Monday, 8 November 2010

Making newspapers - as addictive as ever

An illustration of the box juggling pattern.Image via WikipediaThis hasn't been the most updated blog recently but that's because, for a while, I found myself doing two jobs. I'm back doing just the one now but it's a bit different to what I've been doing for the past two years. To start with it left me somewhat mentally taxed, and not a little perplexed.
This demanding new job is... making newspapers.
My usual job as executive editor, digital, sees me editing print titles on an ad hoc basis (and the Echo on a Sunday rota) but generally my multimedia day is more weighted towards the web, mobile, online journalism and online strategies or projects. But for the past month I've been on a job swap with the executive editor, Echo, and for a chunk of that time, due to absences, I was also engaged in day-to-day digital editrixery as well.
All this was set, Margaret Mitchell-style, against a backdrop of the Liverpool FC club sale/saga - a frenzy that sent reader usage spiralling upwards and led to near record print and online figures.

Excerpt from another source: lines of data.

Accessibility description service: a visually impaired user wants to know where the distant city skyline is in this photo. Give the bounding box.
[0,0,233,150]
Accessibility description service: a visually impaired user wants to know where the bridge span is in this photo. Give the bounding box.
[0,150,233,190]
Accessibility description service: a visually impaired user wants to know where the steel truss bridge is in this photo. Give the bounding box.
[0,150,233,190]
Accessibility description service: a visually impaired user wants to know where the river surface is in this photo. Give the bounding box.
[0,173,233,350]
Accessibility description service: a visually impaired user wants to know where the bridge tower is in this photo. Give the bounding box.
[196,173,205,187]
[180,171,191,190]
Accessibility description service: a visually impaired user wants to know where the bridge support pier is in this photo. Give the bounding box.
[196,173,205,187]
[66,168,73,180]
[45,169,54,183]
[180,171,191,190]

Some days started at 7am and ended at 10pm, several front pages were made during the course of edition changes but never actually lived to see it to the presses because the story had zoomed forward during that short window, and on the day of the actual sale there was a special Late Final edition of the Echo.
Here's one that never made it out into the world...
A front page that didn't make it

... as, in the 20 minutes between designing that and the edition being sent to press, the LFC sale had moved on again and taken the lead slot on the front. It was relentless, frustrating and exciting. I was happy we still had an on-day edition of the Echo, and sad that the 3pm late City Final edition was no more. And I was delighted that online we could react/predict fast enough to keep ahead of things.

Print or online, changes were made only when people were absolutely confident of their sources. When the tip came through that the sale had been completed we were nearing absolute deadline to make page changes for a one-off Late Final edition (about 2pm) and still no white smoke had emerged from the room where Christian Purslow, Martin Broughton, NESV representatives and various legal types were closeted, difficult choices had to be made.We had a solid tip, but no confirmation... was it enough for a late final?
Everyone in the newsroom was becoming increasingly desolate as the late special idea looked set to fall down. The confirmation came, we managed to get it online (and cached, for once) before Sky and the BBC were even reporting it and there were celebrations at landing a web exclusive.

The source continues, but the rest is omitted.